Who drives IT?

Who drives IT? In a recent post, Craig Reardon asks “Can your IT guys really drive your digital strategy?” The post quickly describes a scenario where “a person qualified in all things technical was making a decision about the best technology requirements for what were administration, marketing and communications tasks.”

Craig faults the new IT provider, saying that: “A good IT provider would have looked at the existing system in greater detail, would have recognised the value of complete integration between technical features, would have taken the skills of staff and would have done a true cost analysis of switching to and maintaining a disparate open source system.

They would also have properly investigated the organisation’s ongoing marketing and communications requirements and if they didn’t grasp them, talk to someone who did.”

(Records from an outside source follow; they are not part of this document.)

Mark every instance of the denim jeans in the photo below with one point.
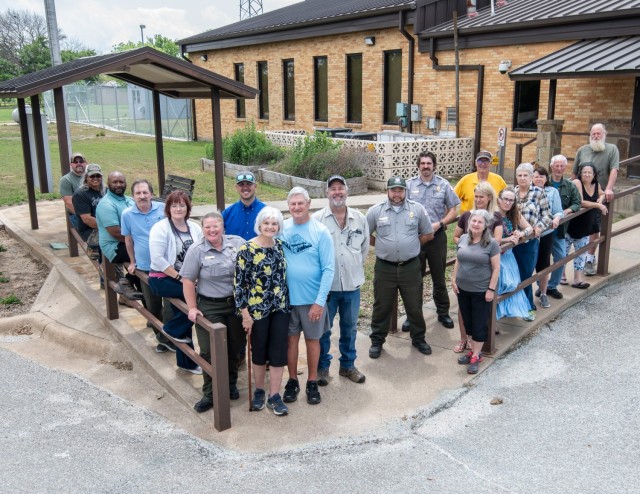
(179, 325)
(347, 306)
(558, 251)
(526, 255)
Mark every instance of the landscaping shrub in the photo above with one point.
(319, 164)
(247, 147)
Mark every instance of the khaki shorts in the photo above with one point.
(299, 323)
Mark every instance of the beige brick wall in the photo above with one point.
(579, 102)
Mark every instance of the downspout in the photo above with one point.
(412, 44)
(193, 101)
(480, 91)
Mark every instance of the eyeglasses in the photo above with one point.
(245, 177)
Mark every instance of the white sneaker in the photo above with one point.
(197, 371)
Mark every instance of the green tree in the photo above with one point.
(35, 56)
(159, 42)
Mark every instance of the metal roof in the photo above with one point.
(531, 13)
(145, 67)
(303, 13)
(586, 58)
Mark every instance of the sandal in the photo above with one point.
(582, 285)
(461, 346)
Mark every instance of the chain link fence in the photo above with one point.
(123, 108)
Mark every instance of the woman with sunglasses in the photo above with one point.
(169, 241)
(514, 228)
(592, 197)
(534, 207)
(541, 179)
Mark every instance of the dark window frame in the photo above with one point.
(238, 73)
(526, 106)
(263, 87)
(388, 106)
(320, 89)
(288, 89)
(351, 99)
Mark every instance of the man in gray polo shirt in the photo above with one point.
(350, 232)
(400, 226)
(440, 201)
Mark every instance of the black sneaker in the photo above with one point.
(275, 404)
(555, 293)
(258, 401)
(291, 390)
(313, 395)
(323, 377)
(203, 405)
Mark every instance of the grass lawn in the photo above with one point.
(133, 155)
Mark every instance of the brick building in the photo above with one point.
(346, 63)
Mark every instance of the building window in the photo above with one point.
(525, 108)
(354, 88)
(392, 84)
(289, 90)
(238, 69)
(263, 87)
(320, 89)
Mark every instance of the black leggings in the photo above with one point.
(270, 339)
(544, 252)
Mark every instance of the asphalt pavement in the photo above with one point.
(566, 420)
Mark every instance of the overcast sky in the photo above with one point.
(100, 24)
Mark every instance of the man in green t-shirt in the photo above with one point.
(71, 182)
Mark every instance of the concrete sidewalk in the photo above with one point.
(401, 384)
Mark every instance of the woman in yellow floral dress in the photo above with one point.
(263, 300)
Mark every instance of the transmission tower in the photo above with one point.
(250, 8)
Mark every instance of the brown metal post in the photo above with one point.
(220, 377)
(489, 346)
(39, 141)
(28, 169)
(217, 147)
(157, 126)
(111, 297)
(551, 105)
(61, 126)
(605, 247)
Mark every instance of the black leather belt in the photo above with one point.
(226, 300)
(401, 263)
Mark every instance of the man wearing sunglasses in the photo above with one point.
(71, 182)
(240, 217)
(466, 187)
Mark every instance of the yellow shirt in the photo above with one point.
(467, 185)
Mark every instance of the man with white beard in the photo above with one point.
(606, 159)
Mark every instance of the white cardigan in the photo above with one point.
(162, 243)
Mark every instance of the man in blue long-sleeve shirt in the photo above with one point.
(310, 259)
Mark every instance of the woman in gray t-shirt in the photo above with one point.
(474, 281)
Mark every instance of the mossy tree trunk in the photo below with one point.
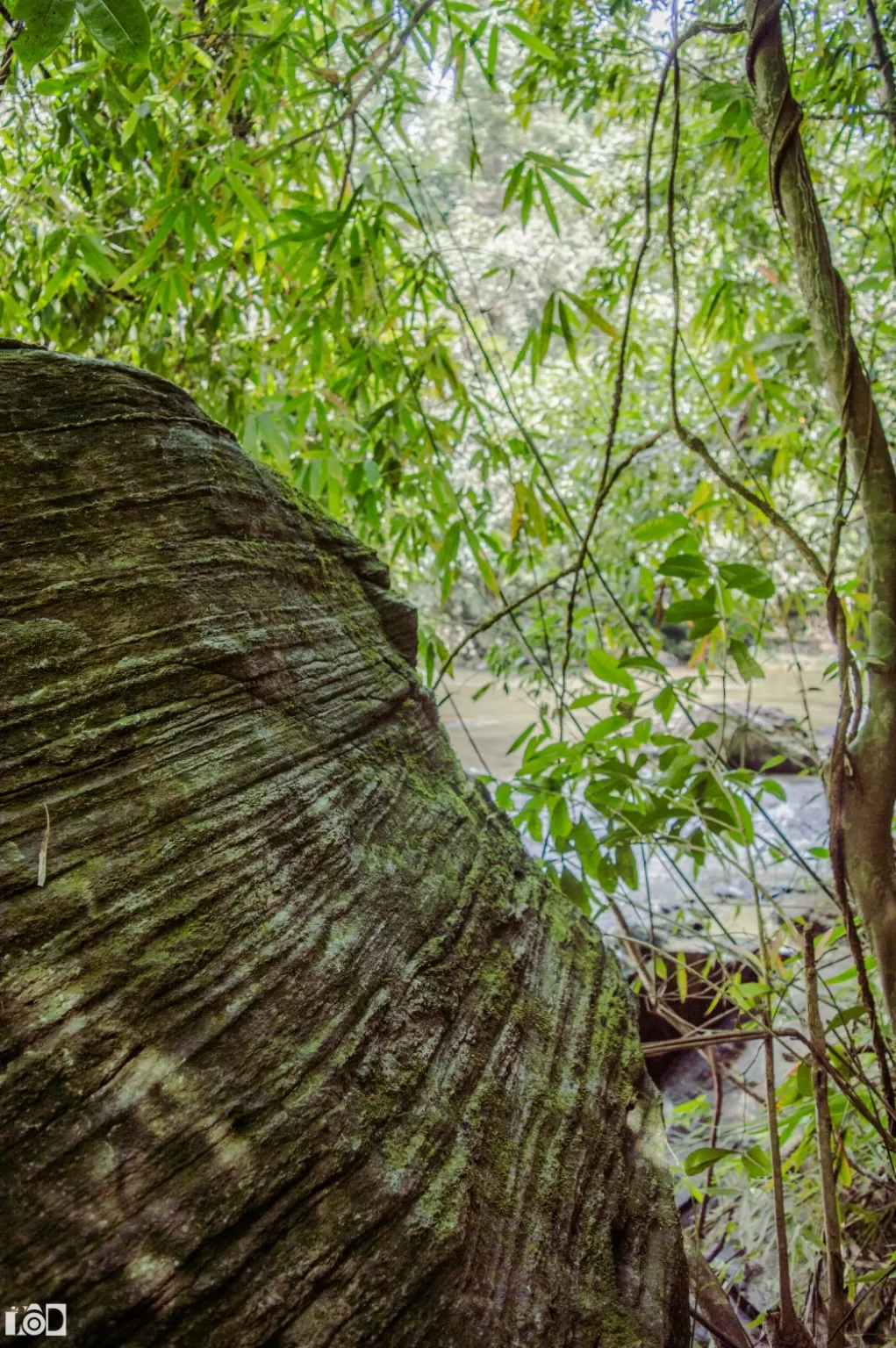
(298, 1046)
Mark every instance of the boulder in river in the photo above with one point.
(752, 737)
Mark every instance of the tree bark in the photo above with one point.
(298, 1046)
(864, 792)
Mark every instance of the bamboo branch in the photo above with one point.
(838, 1305)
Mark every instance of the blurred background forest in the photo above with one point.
(420, 262)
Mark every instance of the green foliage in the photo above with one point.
(403, 255)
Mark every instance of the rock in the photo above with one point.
(749, 739)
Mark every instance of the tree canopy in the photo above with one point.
(516, 293)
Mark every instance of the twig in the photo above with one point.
(837, 1300)
(422, 10)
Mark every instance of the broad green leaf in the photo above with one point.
(118, 25)
(690, 610)
(747, 666)
(46, 23)
(749, 580)
(685, 566)
(530, 40)
(656, 528)
(608, 669)
(705, 1157)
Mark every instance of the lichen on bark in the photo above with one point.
(297, 1045)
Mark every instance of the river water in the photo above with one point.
(674, 905)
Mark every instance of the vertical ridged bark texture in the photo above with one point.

While this may be true, I am left wondering what happened that encouraged the client to even look at other providers?  


Was it a lack of business communication skills?  Poor interpersonal skills?  Not enough clear business process mapping?


Our clients look to IT to get insights into what their digital strategy should look like.  The new provider must have asked some questions of the client that made them wonder if their existing solution was the right one.  Like maybe why they were paying as much as they were for simple hosting, allowing them to propose a business case for an audit.  Sneaky, but effective.


How can we as IT “experts” communicate more clearly to our clients, users and sponsors?


In this case, maybe all it would have taken was a quarterly review with the client and asking if the current system was still meeting their needs, and perhaps looking for more innovative solutions.  Other cases might not be so simple.


What do you think about who should drive decisions like this, and how can we ensure we are at the decision making table?